- Overview
- Installation
- Torch Model Archiver CLI
- Artifact Details
- Quick Start: Creating a Model Archive
- Model specific custom python requirements
A key feature of TorchServe is the ability to package all model artifacts into a single model archive file. It is a separate command line interface (CLI), torch-model-archiver
, that can take model checkpoints or model definition file with state_dict, and package them into a .mar
file. This file can then be redistributed and served by anyone using TorchServe. It takes in the following model artifacts: a model checkpoint file in case of torchscript or a model definition file and a state_dict file in case of eager mode, and other optional assets that may be required to serve the model. The CLI creates a .mar
file that TorchServe's server CLI uses to serve the models.
Important: Make sure you try the Quick Start: Creating a Model Archive tutorial for a short example of using torch-model-archiver
.
The following information is required to create a standalone model archive:
Install torch-model-archiver as follows:
pip install torch-model-archiver
Install torch-model-archiver as follows:
git clone https://github.com/pytorch/serve.git
cd serve/model-archiver
pip install .
Now let's cover the details on using the CLI tool: model-archiver
.
Here is an example usage with the densenet161 model archive following the example in the examples README:
torch-model-archiver --model-name densenet161 \
--version 1.0 \
--model-file examples/image_classifier/densenet_161/model.py \
--serialized-file densenet161-8d451a50.pth \
--extra-files examples/image_classifier/index_to_name.json \
--handler image_classifier
$ torch-model-archiver -h
usage: torch-model-archiver [-h] --model-name MODEL_NAME --version MODEL_VERSION_NUMBER
--model-file MODEL_FILE_PATH --serialized-file MODEL_SERIALIZED_PATH
--handler HANDLER [--runtime {python,python3}]
[--export-path EXPORT_PATH] [-f] [--requirements-file] [--config-file]
Model Archiver Tool
optional arguments:
-h, --help show this help message and exit
--model-name MODEL_NAME
Exported model name.
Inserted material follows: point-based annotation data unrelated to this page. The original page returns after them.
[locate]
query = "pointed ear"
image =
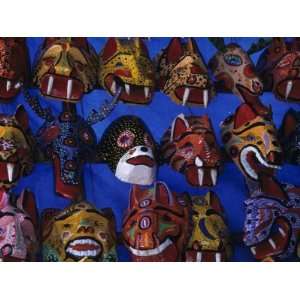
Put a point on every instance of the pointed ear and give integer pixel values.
(110, 48)
(22, 117)
(179, 126)
(244, 114)
(174, 50)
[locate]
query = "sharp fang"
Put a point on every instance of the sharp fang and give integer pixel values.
(127, 89)
(272, 243)
(10, 171)
(8, 85)
(50, 85)
(146, 91)
(205, 98)
(289, 87)
(185, 96)
(69, 88)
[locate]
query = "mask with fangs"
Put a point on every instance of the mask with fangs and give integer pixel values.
(189, 146)
(156, 224)
(209, 239)
(272, 225)
(18, 227)
(129, 149)
(279, 68)
(183, 75)
(66, 68)
(126, 63)
(14, 67)
(250, 139)
(79, 233)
Exported file will be named as
model-name.mar and saved in current working directory
if no --export-path is specified, else it will be
saved under the export path
--serialized-file SERIALIZED_FILE
Path to .pt or .pth file containing state_dict in
case of eager mode or an executable ScriptModule
in case of TorchScript.
--model-file MODEL_FILE
Path to python file containing model architecture.
This parameter is mandatory for eager mode models.
The model architecture file must contain only one
class definition extended from torch.nn.Module.
--handler HANDLER TorchServe's default handler name or handler python
file path to handle custom TorchServe inference logic.
--extra-files EXTRA_FILES
Comma separated path to extra dependency files.
--runtime {python,python3}
The runtime specifies which language to run your
inference code on. The default runtime is
RuntimeType.PYTHON. At the present moment we support
the following runtimes python, python3
--export-path EXPORT_PATH
Path where the exported .mar file will be saved. This
is an optional parameter. If --export-path is not
specified, the file will be saved in the current
working directory.
--archive-format {tgz, no-archive, zip-store, default}
The format in which the model artifacts are archived.
"tgz": This creates the model-archive in <model-name>.tar.gz format.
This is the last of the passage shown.